Clafrica keyboard mapping

The Clafrica input method uses ASCII shortcut sequences to type Nufi characters. nuficlean ships the canonical mapping table and exposes it through two functions and a class.

apply_clafrica(text)

Converts all Clafrica shortcuts in text to Unicode, preserving whitespace.

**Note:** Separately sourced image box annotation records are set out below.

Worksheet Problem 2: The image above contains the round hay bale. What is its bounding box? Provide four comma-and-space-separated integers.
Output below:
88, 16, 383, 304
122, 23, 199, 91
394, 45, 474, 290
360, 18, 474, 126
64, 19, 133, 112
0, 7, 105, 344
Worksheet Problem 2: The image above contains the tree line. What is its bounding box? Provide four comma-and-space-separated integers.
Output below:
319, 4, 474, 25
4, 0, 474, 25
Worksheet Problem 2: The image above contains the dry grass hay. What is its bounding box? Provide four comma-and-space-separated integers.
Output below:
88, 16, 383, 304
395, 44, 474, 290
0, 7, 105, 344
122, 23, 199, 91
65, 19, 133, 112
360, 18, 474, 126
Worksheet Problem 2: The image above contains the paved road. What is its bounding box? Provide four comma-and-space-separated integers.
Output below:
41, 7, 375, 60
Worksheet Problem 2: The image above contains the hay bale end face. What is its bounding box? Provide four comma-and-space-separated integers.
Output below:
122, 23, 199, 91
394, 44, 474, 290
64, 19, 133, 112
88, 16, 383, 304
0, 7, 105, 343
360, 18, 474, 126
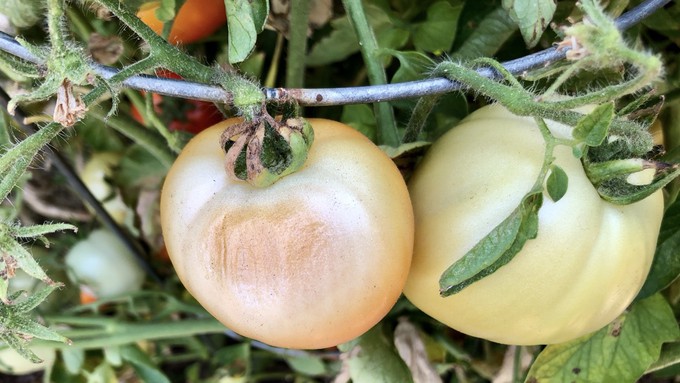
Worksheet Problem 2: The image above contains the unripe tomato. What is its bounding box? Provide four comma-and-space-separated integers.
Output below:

from nuficlean import apply_clafrica

apply_clafrica("af1 e2 n*")   # → "ɑ̀ é ŋ"
apply_clafrica("eu3 af5")     # → "ə̄ ɑ̂"
apply_clafrica("uu1 o*2")     # → "ʉ̀ ɔ́"
apply_clafrica("N* O*")       # → "Ŋ Ɔ"

Live-typing mode — pass preserve_ambiguous_trailing=True to leave the last token untouched while the user may still extend it:

apply_clafrica("af", preserve_ambiguous_trailing=True)  # → "af"  (could become af1, af2…)
apply_clafrica("af1")                                   # → "ɑ̀"

finalize_clafrica(text)

Like apply_clafrica but also resolves any trailing ambiguous shortcut — use this when the user confirms input (e.g. presses Enter or Space).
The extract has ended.